Dopiero po podpisaniu tej umowy w maju 2013r, powód zaczął zgłaszać wątpliwości co do rzetelności wyliczeń zysku przedstawianych przez pozwaną, które przedtem bez zastrzeżeń akceptował.

W ocenie Sądu Apelacyjnego słusznie wskazał Sąd Okręgowy, że dla sprawy fakt długotrwałej, bezkonfliktowej współpracy przed majem 2013r. stron nie może być obojętny.

Potwierdza to bowiem, że strony aprobowały stosowane w praktyce sposoby ustalania wysokości zysku przyjętego do podziału we wskazanej wyżej proporcji.

Kwestionowanie tych zasad przez powoda od maja 2013r. doprowadziło do konfliktu, który spowodował zakończenie współpracy stron.

Mając na uwadze powyższe Sąd Apelacyjny na podstawie art. 385 kpc i 386 § 1 kpc:

1.  zmienił zaskarżony wyrok:

a)  w punkcie I częściowo i zasądził od pozwanej na rzecz powoda 4.806,45 euro z ustawowymi odsetkami za opóźnienie od 16 listopada 2013r. do dnia zapłaty;

b)  w punkcie II i zasądził od powoda na rzecz pozwanej 4.938 zł tytułem zwrotu kosztów procesu;

2.  w pozostałym zakresie apelację oddalił;

3.  zasądził od powoda na rzecz pozwanej 5.516 zł tytułem zwrotu kosztów postępowania apelacyjnego.

Rozstrzygniecie o kosztach postępowania przed Sądem Okręgowym opierało się na podstawie art. 100 kpc.

Powód wygrał ostatecznie proces w 8% i poniósł koszty w wysokości 21.275,54 zł (koszty zastępstwa procesowego opłata od pozwu, wydatki odpowiednio 7217zł, 13.381 zł,677,54 zł , z czego 8% stanowi 1702 zł. Pozwany poniósł koszty zastępstwa procesowego w wysokości 7.217zł z czego 92% stanowi 6.640 zł.

Różnica 6.640 zł - 1.702 zł daje kwotę 4.938 zł wskazaną w punkcie Ib wyroku.

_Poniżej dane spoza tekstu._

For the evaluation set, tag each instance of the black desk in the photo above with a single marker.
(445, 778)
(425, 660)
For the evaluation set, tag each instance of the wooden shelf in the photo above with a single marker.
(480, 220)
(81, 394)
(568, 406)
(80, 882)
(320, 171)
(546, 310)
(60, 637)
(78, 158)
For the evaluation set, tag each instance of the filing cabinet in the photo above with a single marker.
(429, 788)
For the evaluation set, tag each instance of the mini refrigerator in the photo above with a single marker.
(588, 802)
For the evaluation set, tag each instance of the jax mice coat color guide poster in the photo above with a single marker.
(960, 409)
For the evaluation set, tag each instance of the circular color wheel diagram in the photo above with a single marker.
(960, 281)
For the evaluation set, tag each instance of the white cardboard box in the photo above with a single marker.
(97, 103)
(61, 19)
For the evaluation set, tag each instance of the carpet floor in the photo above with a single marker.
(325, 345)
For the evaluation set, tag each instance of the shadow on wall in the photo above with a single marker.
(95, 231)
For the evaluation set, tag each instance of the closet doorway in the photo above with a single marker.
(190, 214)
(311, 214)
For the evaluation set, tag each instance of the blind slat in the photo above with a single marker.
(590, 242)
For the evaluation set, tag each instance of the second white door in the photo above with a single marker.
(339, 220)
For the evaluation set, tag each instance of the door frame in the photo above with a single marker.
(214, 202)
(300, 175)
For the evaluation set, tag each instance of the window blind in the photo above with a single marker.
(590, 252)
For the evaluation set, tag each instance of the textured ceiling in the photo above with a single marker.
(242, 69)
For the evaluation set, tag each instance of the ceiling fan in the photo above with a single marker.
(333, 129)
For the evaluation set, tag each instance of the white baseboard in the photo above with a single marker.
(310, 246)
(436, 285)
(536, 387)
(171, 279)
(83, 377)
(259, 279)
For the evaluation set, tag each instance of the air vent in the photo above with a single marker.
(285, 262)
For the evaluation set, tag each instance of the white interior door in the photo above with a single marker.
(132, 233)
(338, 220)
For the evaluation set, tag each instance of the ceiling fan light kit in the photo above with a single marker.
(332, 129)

Rozstrzygnięcie o kosztach procesu w instancji odwoławczej znajdowało oparcie w art. 100 kpc w zw. z art, 391 § 1 k.p.c.

I w tym postępowaniu powód wygrał w 8 % ponosząc koszty w wysokości 10.817 zł( koszty zastępstwa nowy pełnomocnik) + 13,38lzł(opłata od apelacji łącznie (...) z czego 8% stanowi 1.936 zł.

Pozwana, która wygrała w 92% poniosła koszty zastępstwa w wysokości 8.100 zł z czego 92% wynosi 7.452 zł.

Różnica kwot 7.452 zł - 1936 zł wynosi 5.516 zł (pkt 3 wyroku).